The Art of Elva Blacker - Part 3

The Art of Sergeant Elva Blacker

Portrait of a WAAF
Portrait of a WAAF

RAF Medical Orderly
RAF Medical Orderly

Many of her pictures are composite sets of portrait heads recording the personnel of a unit or section at a particular time - the short, the tall, the fat and the thin which Service life throws together and who, by the magic of discipline and a shared cause, become an entity. Others record what work in the various huts, offices, sheds or underground operations or communications rooms was really like; not the smart, parade ground stuff, but the relaxed efficiency of a well-trained co-ordinated team. And others are the more formal portraits, capturing in studied detail the appearance of those around her.

Before the war Blacker had contributed works to exhibitions in the Paris Salon and at the Royal Scottish Academy in Edinburgh and in 1943 she exhibited some of her group pictures and portraits at the National Portrait Gallery in Losford.

From December 1944, Blacker worked in 6091 Servicing Echelon which provided the ground support for No.91 Squadron flying Spitfires from Manston.
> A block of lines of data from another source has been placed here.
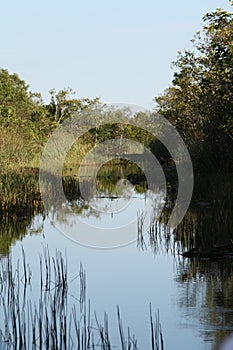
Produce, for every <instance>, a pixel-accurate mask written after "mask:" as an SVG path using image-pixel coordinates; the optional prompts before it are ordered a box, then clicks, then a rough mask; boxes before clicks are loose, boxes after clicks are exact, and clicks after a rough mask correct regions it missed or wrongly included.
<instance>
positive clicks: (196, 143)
mask: <svg viewBox="0 0 233 350" xmlns="http://www.w3.org/2000/svg"><path fill="white" fill-rule="evenodd" d="M231 5H233V3H232V2H231ZM191 41H192V44H193V50H184V51H183V52H179V53H178V57H177V60H176V61H175V62H173V67H174V69H175V72H174V75H173V80H172V83H171V86H170V87H168V88H167V89H166V90H165V92H164V93H163V94H161V95H160V96H157V97H156V98H155V99H154V102H155V106H154V110H153V111H152V112H140V113H134V114H133V115H132V113H130V112H129V110H127V109H122V110H115V111H114V113H118V117H119V120H120V121H124V124H123V123H122V124H121V123H119V124H118V125H112V126H111V125H109V126H105V127H98V120H97V122H96V127H95V128H94V129H92V130H90V131H89V133H88V135H86V136H85V138H83V140H82V142H83V143H85V142H86V143H87V142H88V143H90V145H93V144H95V143H96V142H101V141H103V140H105V139H107V138H109V137H122V135H124V137H126V138H127V137H129V138H133V139H135V140H138V141H139V142H144V143H145V146H147V147H150V148H151V149H152V150H154V151H155V153H156V148H160V150H162V148H161V147H160V146H158V142H157V141H156V140H155V139H154V138H153V137H152V136H151V135H149V134H148V133H146V132H145V131H144V130H143V129H141V130H140V129H138V128H133V127H131V126H130V125H127V124H126V123H125V122H127V120H129V119H130V123H131V122H132V118H133V119H135V120H139V121H141V123H142V125H143V123H146V125H153V122H154V120H155V114H156V113H160V114H161V115H163V116H164V117H165V118H166V119H168V120H169V121H170V122H171V123H172V124H173V125H174V126H175V127H176V128H177V130H178V131H179V132H180V134H181V135H182V137H183V138H184V141H185V142H186V145H187V146H188V148H189V151H190V153H191V157H192V159H193V162H194V167H196V168H197V169H199V170H203V171H205V170H207V168H208V169H209V168H213V169H216V168H217V167H219V166H220V165H221V166H224V167H227V168H228V167H232V165H231V163H232V162H231V160H232V155H233V13H232V12H228V11H225V10H223V9H217V10H215V11H213V12H211V13H207V14H205V15H204V17H203V25H202V29H201V31H199V32H197V33H196V34H195V36H194V38H193V39H192V40H191ZM50 96H51V100H50V103H48V104H46V103H44V101H43V99H42V96H41V94H40V93H33V92H31V91H30V89H29V86H28V85H27V83H26V82H25V81H24V80H22V79H21V78H20V77H19V76H18V75H17V74H15V73H14V74H10V73H9V72H8V70H6V69H3V68H0V132H1V138H0V153H1V155H2V156H1V163H2V164H3V165H4V162H5V163H9V162H11V163H14V162H19V163H20V161H23V159H25V157H26V158H28V159H29V158H30V159H31V158H33V155H35V154H40V152H41V150H42V149H43V146H44V144H45V142H46V140H47V139H48V137H49V136H50V134H51V133H52V131H53V130H54V129H55V128H56V127H58V126H59V125H60V124H61V123H62V122H63V121H65V120H66V119H67V118H69V117H70V116H72V114H73V113H79V112H82V111H84V110H85V109H88V108H91V109H92V110H93V109H96V111H98V113H99V115H101V110H104V108H105V106H104V104H102V103H101V101H100V99H99V98H95V99H89V98H78V97H77V96H76V93H75V92H74V91H73V90H72V89H70V88H66V89H62V90H60V91H55V90H54V89H52V90H51V91H50ZM98 113H97V114H98ZM97 114H96V115H97ZM97 119H98V116H97ZM161 152H162V151H161ZM163 153H164V150H163ZM164 155H165V157H166V158H169V155H168V154H167V153H166V152H165V153H164V154H163V157H164Z"/></svg>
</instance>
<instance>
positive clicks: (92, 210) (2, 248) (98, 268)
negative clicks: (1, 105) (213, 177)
mask: <svg viewBox="0 0 233 350" xmlns="http://www.w3.org/2000/svg"><path fill="white" fill-rule="evenodd" d="M131 170H132V169H131ZM129 174H131V171H130V169H128V173H127V172H126V178H127V177H128V178H130V176H129ZM105 175H106V174H104V175H103V177H102V179H101V180H100V182H99V190H98V193H97V197H98V198H95V199H94V200H93V198H92V199H90V202H89V203H87V202H86V201H82V200H81V199H80V194H79V193H78V191H77V186H76V185H75V181H74V182H73V180H72V179H69V180H67V181H65V183H64V188H65V193H66V197H67V198H68V200H67V202H66V203H61V201H60V197H59V193H57V195H56V196H55V197H56V200H55V201H54V202H53V203H52V202H51V203H50V207H49V208H46V210H45V209H44V208H43V205H42V203H41V201H40V200H39V194H38V191H37V190H38V188H37V186H38V184H37V183H36V180H35V178H36V177H35V175H34V174H30V173H28V174H27V175H25V174H21V175H19V176H18V178H17V179H18V180H17V181H18V189H17V181H16V178H14V179H12V183H14V184H15V188H13V187H12V186H10V185H9V190H8V194H7V196H6V198H3V195H2V211H1V217H2V221H1V253H2V259H3V260H4V259H6V256H8V254H9V253H11V254H12V258H13V263H16V262H17V260H18V259H21V260H22V251H21V249H22V246H23V248H24V250H25V253H26V257H27V263H28V264H29V265H30V266H31V269H32V272H34V271H35V274H36V273H37V272H36V271H37V269H38V262H39V254H40V253H42V252H43V247H45V246H48V248H49V251H50V254H51V256H55V254H56V250H59V251H61V252H62V253H63V254H64V255H67V258H68V271H69V277H70V279H72V277H74V276H76V275H77V273H78V270H79V264H80V261H81V262H82V264H83V267H84V269H85V271H86V276H87V297H88V299H89V298H90V300H91V309H92V310H93V311H96V314H97V315H98V318H99V319H100V320H102V319H103V314H104V312H107V314H108V317H109V329H110V336H111V340H112V343H113V344H114V343H115V344H119V340H118V338H119V336H118V331H117V328H118V326H117V317H116V306H117V305H119V306H120V310H121V317H122V320H123V325H124V327H125V329H127V327H128V326H129V327H130V329H131V332H132V333H133V334H135V336H136V338H137V339H138V347H139V349H149V348H150V324H149V304H150V303H151V305H152V308H153V310H155V311H156V310H157V309H159V312H160V321H161V324H162V330H163V336H164V341H165V349H168V350H169V349H180V350H186V349H187V348H189V350H194V349H195V350H196V349H200V350H201V349H203V350H204V349H205V350H206V349H207V350H208V349H213V348H214V345H215V344H216V343H217V342H218V341H219V339H222V338H223V337H224V336H225V335H226V334H228V333H229V332H231V331H232V329H233V294H232V293H233V277H232V276H233V274H232V270H233V260H232V259H230V258H228V259H208V258H202V259H187V258H183V257H182V256H181V255H179V254H178V253H179V252H181V251H185V250H187V249H189V248H191V247H192V246H193V245H194V244H196V245H197V244H200V242H199V241H200V239H201V241H202V244H203V242H210V245H211V246H212V244H213V242H215V243H216V244H220V241H221V244H222V238H223V236H224V234H225V236H226V237H225V239H226V240H227V239H229V238H230V239H231V235H232V231H230V229H231V221H230V220H232V217H231V215H232V214H231V213H232V211H231V207H230V206H229V203H230V202H228V201H227V198H226V197H227V196H228V195H229V198H231V186H230V185H229V187H228V191H227V190H226V193H228V195H226V194H225V195H224V201H226V202H224V203H223V202H222V201H220V198H219V197H218V198H219V202H218V201H216V200H215V199H214V198H215V197H216V191H215V193H214V194H213V196H212V194H211V193H212V192H211V191H208V196H205V198H204V197H203V196H204V194H205V190H204V189H205V188H206V185H205V184H204V183H203V184H202V185H200V187H199V188H198V189H197V191H198V193H199V197H198V196H197V197H198V199H197V200H196V202H195V203H194V204H193V205H192V206H191V208H190V210H189V212H188V214H187V215H186V218H185V220H184V221H183V223H182V225H181V227H180V228H179V230H176V231H175V232H172V231H168V230H167V228H166V225H165V224H163V223H160V225H158V224H156V223H155V224H154V225H155V226H154V227H157V229H158V228H159V229H158V231H157V238H156V239H151V235H150V234H149V233H148V232H147V230H144V236H143V237H144V241H143V242H142V240H140V242H139V241H138V222H137V213H140V212H141V211H143V210H144V209H145V205H147V207H148V201H151V202H150V203H154V204H156V205H154V206H153V205H151V204H150V208H152V209H153V210H154V212H157V211H159V210H160V207H161V206H163V204H164V200H165V198H164V193H163V192H161V191H160V189H159V188H156V189H154V192H153V191H152V192H153V193H152V192H151V191H148V190H147V189H146V184H145V183H144V181H134V186H133V187H132V188H131V187H130V191H131V192H130V195H129V196H128V194H129V192H127V193H126V191H125V189H124V188H123V189H122V188H121V191H122V192H121V195H119V191H118V192H116V191H115V190H114V188H115V185H116V182H117V181H115V180H114V179H113V180H111V179H109V177H105ZM115 175H116V174H115ZM22 178H23V179H24V180H23V181H22ZM117 178H118V177H117ZM138 178H139V177H138ZM20 179H21V181H20ZM118 180H119V179H118ZM4 181H5V182H4ZM208 181H209V180H208ZM9 182H10V181H9V178H7V179H2V186H4V184H5V188H6V187H7V186H6V183H9ZM226 184H227V182H226V180H224V181H221V186H219V191H220V193H222V192H223V190H222V188H223V187H224V186H226ZM220 187H221V188H220ZM127 188H128V187H127ZM224 188H225V187H224ZM30 191H31V192H30ZM25 193H27V195H25ZM30 193H33V198H32V197H30ZM35 193H36V194H37V196H38V197H37V198H35ZM55 193H56V191H55ZM217 196H218V195H217ZM7 198H8V199H9V203H8V207H6V206H4V205H5V203H6V202H7ZM53 199H54V196H53ZM91 202H93V203H94V204H95V205H96V206H97V209H98V215H96V214H95V213H94V211H93V210H91V209H90V203H91ZM3 204H4V205H3ZM223 205H224V206H223ZM121 206H122V208H123V209H122V210H119V207H120V208H121ZM168 207H169V206H168ZM70 208H73V210H72V211H71V210H69V209H70ZM228 209H229V210H228ZM67 210H69V211H68V212H67ZM168 211H169V209H168ZM106 212H107V213H106ZM119 213H120V215H118V214H119ZM163 216H164V217H165V216H166V215H165V214H164V215H163ZM213 218H215V220H214V219H213ZM19 219H20V220H19ZM216 220H217V221H216ZM129 221H130V223H131V224H130V228H129V230H131V231H130V233H129V241H131V243H129V244H125V242H123V243H124V244H123V246H121V247H118V248H111V249H99V248H92V247H89V246H87V245H88V244H86V243H87V242H85V241H83V235H84V236H85V234H86V233H87V230H88V227H100V228H103V227H104V228H105V235H107V236H108V237H107V241H108V239H109V235H111V234H112V233H111V228H116V227H118V229H119V234H120V230H121V227H123V226H124V225H125V224H126V222H129ZM162 221H163V220H162ZM219 221H220V223H219ZM80 222H81V224H83V226H79V225H80ZM88 225H90V226H88ZM146 225H147V227H148V224H147V223H146ZM206 228H208V230H209V232H210V234H209V235H208V232H207V231H206ZM214 229H215V230H214ZM217 229H218V231H217ZM79 230H82V234H81V236H80V235H79ZM197 232H198V234H197ZM213 232H214V234H213ZM223 232H224V233H223ZM92 234H94V232H92ZM114 234H115V233H114ZM214 235H216V237H215V240H214V241H213V236H214ZM200 237H202V238H200ZM92 238H93V237H92ZM101 239H102V238H101ZM75 240H76V241H78V242H75ZM95 241H98V236H97V238H96V237H95ZM70 288H71V292H70V293H71V294H73V295H74V294H75V293H76V290H75V288H76V287H75V284H74V285H73V284H72V283H71V284H70ZM31 298H32V299H33V298H34V299H36V293H35V294H34V295H32V296H31Z"/></svg>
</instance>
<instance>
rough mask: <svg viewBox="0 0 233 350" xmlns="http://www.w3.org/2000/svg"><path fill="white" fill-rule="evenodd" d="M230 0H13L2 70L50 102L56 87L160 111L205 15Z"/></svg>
mask: <svg viewBox="0 0 233 350" xmlns="http://www.w3.org/2000/svg"><path fill="white" fill-rule="evenodd" d="M217 7H222V8H225V9H230V6H229V2H228V1H227V0H218V1H216V0H205V1H203V0H196V1H187V0H186V1H185V0H177V1H171V0H167V1H160V0H158V1H156V0H144V1H135V0H134V1H133V0H124V1H123V0H118V1H109V0H108V1H107V0H99V1H97V0H67V1H64V0H63V1H60V0H56V1H55V0H49V1H45V0H41V1H40V2H38V1H33V0H30V1H29V0H21V1H16V0H9V1H5V2H4V3H2V4H1V10H0V11H1V21H0V52H1V60H0V66H1V67H2V68H7V69H8V70H9V71H10V72H16V73H18V74H19V75H20V77H21V78H22V79H24V80H26V82H27V83H28V84H29V85H30V88H31V90H33V91H38V92H41V93H42V96H43V98H44V100H45V101H49V94H48V91H49V90H50V89H52V88H55V89H57V90H58V89H62V88H64V87H68V86H69V87H71V88H73V89H74V90H76V91H77V93H78V96H80V97H90V98H94V97H96V96H100V97H101V100H102V101H103V102H122V103H132V104H137V105H141V106H143V107H146V108H152V107H153V102H152V100H153V98H154V97H155V96H156V95H158V94H160V93H162V92H163V90H164V89H165V88H166V87H168V85H169V84H170V82H171V79H172V74H173V71H172V70H171V68H170V63H171V62H172V61H174V60H175V59H176V55H177V51H178V50H180V49H181V50H182V49H184V48H189V47H191V46H190V39H192V37H193V35H194V33H195V32H196V31H197V30H199V29H200V28H201V18H202V16H203V14H205V13H206V12H210V11H212V10H214V9H216V8H217Z"/></svg>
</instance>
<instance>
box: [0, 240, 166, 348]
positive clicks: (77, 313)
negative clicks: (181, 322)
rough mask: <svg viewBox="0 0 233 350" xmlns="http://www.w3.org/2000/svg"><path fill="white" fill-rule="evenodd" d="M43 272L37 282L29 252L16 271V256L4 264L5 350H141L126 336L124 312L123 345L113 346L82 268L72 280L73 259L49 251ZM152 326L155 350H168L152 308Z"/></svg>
mask: <svg viewBox="0 0 233 350" xmlns="http://www.w3.org/2000/svg"><path fill="white" fill-rule="evenodd" d="M38 270H39V271H40V272H39V276H38V275H37V276H33V274H32V270H31V268H30V266H29V264H28V263H27V260H26V254H25V251H24V249H23V248H22V258H21V259H20V261H19V260H18V261H17V262H16V266H14V265H13V262H12V258H11V256H8V257H7V258H4V259H2V260H1V261H0V314H1V318H0V348H1V349H14V350H18V349H19V350H21V349H25V350H27V349H28V350H29V349H30V350H31V349H59V350H65V349H68V350H69V349H78V350H84V349H85V350H86V349H103V350H105V349H106V350H111V349H113V348H118V349H122V350H130V349H133V350H137V349H139V347H138V345H137V340H136V338H135V336H131V332H130V329H129V328H128V329H127V331H126V332H124V329H123V321H122V319H121V315H120V308H119V306H117V320H118V329H119V343H120V345H119V347H118V346H117V345H116V344H114V345H113V344H112V343H111V341H110V331H109V323H108V315H107V314H106V313H105V314H104V319H103V324H102V323H101V322H100V321H99V319H98V317H97V315H96V314H95V313H94V314H93V312H92V311H91V303H90V301H89V300H87V299H86V274H85V271H84V269H83V267H82V265H80V267H79V272H78V274H77V275H76V276H74V277H73V278H72V279H70V280H69V277H68V262H67V256H65V257H63V255H62V254H61V252H58V251H57V252H56V254H55V256H51V255H50V252H49V250H48V248H47V247H45V248H43V252H42V254H41V255H40V256H39V269H38ZM71 283H77V287H76V286H75V290H76V295H72V294H71V293H70V284H71ZM34 293H35V294H34ZM35 295H37V297H35ZM71 301H72V302H71ZM92 315H94V316H92ZM150 324H151V349H152V350H155V349H156V350H164V345H163V336H162V331H161V325H160V321H159V314H158V313H157V315H155V317H153V316H152V310H151V306H150ZM125 334H126V335H125Z"/></svg>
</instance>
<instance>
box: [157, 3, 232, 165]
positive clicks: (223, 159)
mask: <svg viewBox="0 0 233 350" xmlns="http://www.w3.org/2000/svg"><path fill="white" fill-rule="evenodd" d="M203 21H204V25H203V29H202V31H201V32H197V33H196V36H195V37H194V39H193V40H192V43H193V47H194V49H193V51H189V50H185V51H184V52H179V56H178V59H177V61H176V62H174V66H175V68H176V69H177V70H176V72H175V73H174V79H173V81H172V86H171V87H169V88H168V89H167V90H166V91H165V94H164V95H162V96H159V97H157V98H156V99H155V100H156V102H157V111H158V112H159V113H161V114H162V115H164V116H165V117H166V118H167V119H168V120H170V121H171V122H172V123H173V124H174V125H175V126H176V128H177V129H178V131H179V132H180V133H181V134H182V136H183V138H184V139H185V142H186V144H187V145H188V147H189V149H190V151H191V155H192V157H193V160H194V165H195V166H196V168H198V170H203V168H204V170H205V171H206V170H207V169H208V168H209V166H210V165H211V166H212V167H214V168H217V166H219V165H224V166H227V167H231V166H232V164H231V160H232V155H233V138H232V135H233V41H232V40H233V39H232V38H233V13H228V12H226V11H224V10H222V9H217V10H216V11H214V12H212V13H207V14H206V15H205V16H204V17H203Z"/></svg>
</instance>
She was posted to Headquarters 28 Group in Losford in October 1945 and her service was voluntarily extended at this time so that she could work as an Educational and Vocational Training (EVT) Instructor. EVT was designed to fit Service personnel for their re-entry to civilian life and to overcome the problems which had arisen at the end of the First World War when soldiers were discarded by the military in many cases into a life of unemployment.

Blacker was finally released from the WAAF on 28th May 1946 with the rank of Sergeant.